Anybody know of a grower between va and ga.?


----------



## rattler (Jul 3, 2004)

Call Suffolk Chamber. They are the "PEANUT CAPITOL".


----------



## Finger_Mullet (Aug 19, 2005)

*Valencia Peanuts*

Grandpaw used to raise them. He is long passed. I remember digging day and laying them out to dry. Then eating way too many and getting a stomach ache.
They were small peanuts and had a red skin. 

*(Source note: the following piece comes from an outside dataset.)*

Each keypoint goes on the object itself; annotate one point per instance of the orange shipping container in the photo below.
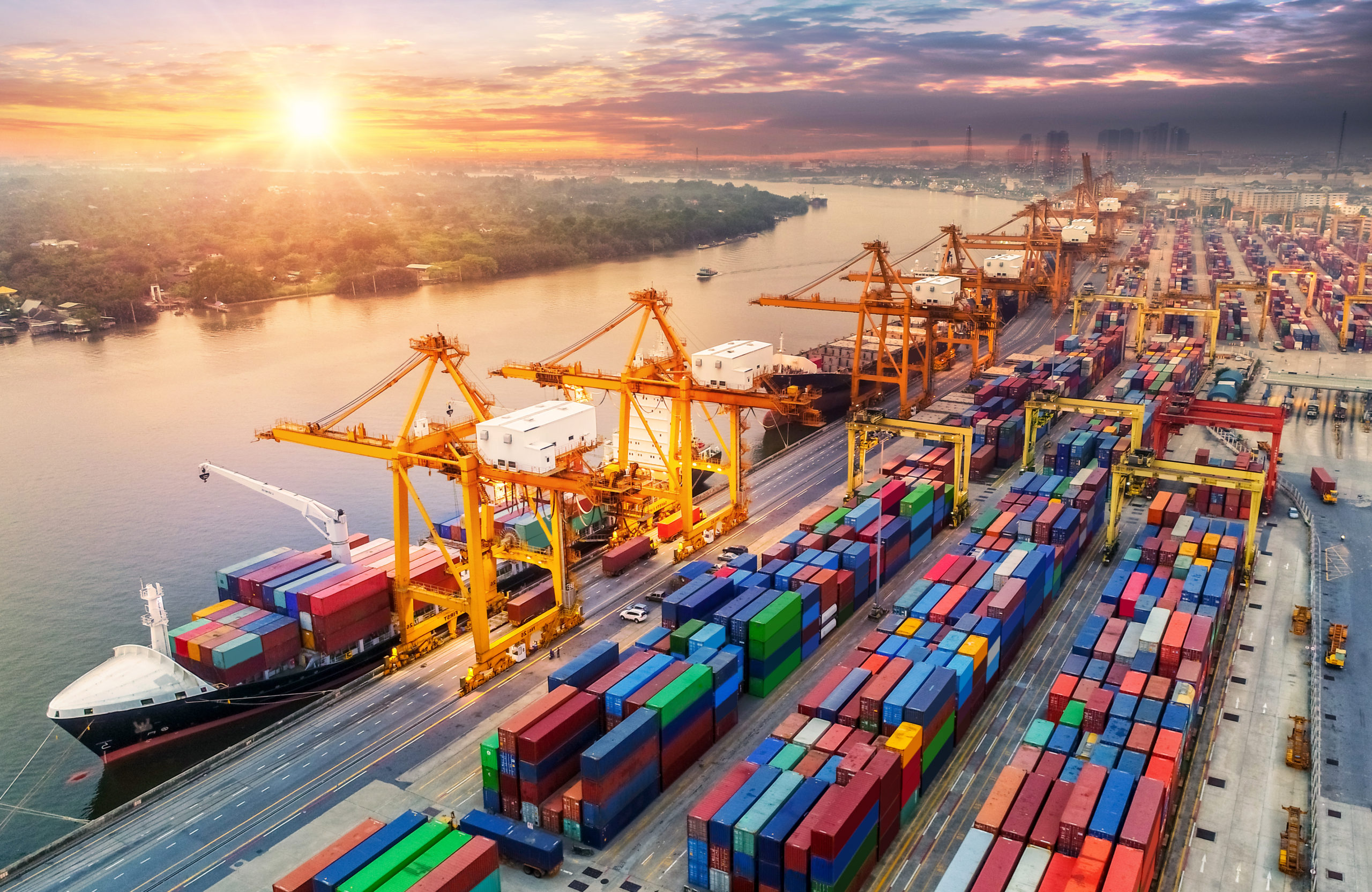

They were really good peanuts. No clue where you can get them now.
There is a really big grower in NC but I have no clue if they grow them.
There name is Houston.

7329 Albert Street
Dublin, NC 28332
(910) 862-2136

I know they sell them raw in the shell and out of the shell. I prefer the raw ones. Just not sure if it is the variety you are looking for.


Hope that helps..

Darin


----------



## smoldrn (Sep 10, 2006)

sunlandinc.com


----------



## SNDFLEE (Sep 8, 2010)

A friend of mine is the biggest peanut producer in Va.. I need to contact him anyway i'll let you know what I find out.


----------



## wdbrand (May 24, 2007)

*Thanks Finger and smoldrn.*

I boil them. 4 main cultures of nuts, Valencia being the sweetest and most preferred for boiling. Sunland seems to have the best prices when I found it a couple of weeks ago. Just wondered if anyone locally was growing anymore. Thanks again.


----------



## SNDFLEE (Sep 8, 2010)

I don't know what kind he was growing. I know they were good when I ate some as they were drying in the field. That was awesome ready made snack after the morning hunt. I'll find out


----------



## wdbrand (May 24, 2007)

*Thanks*

Sf


----------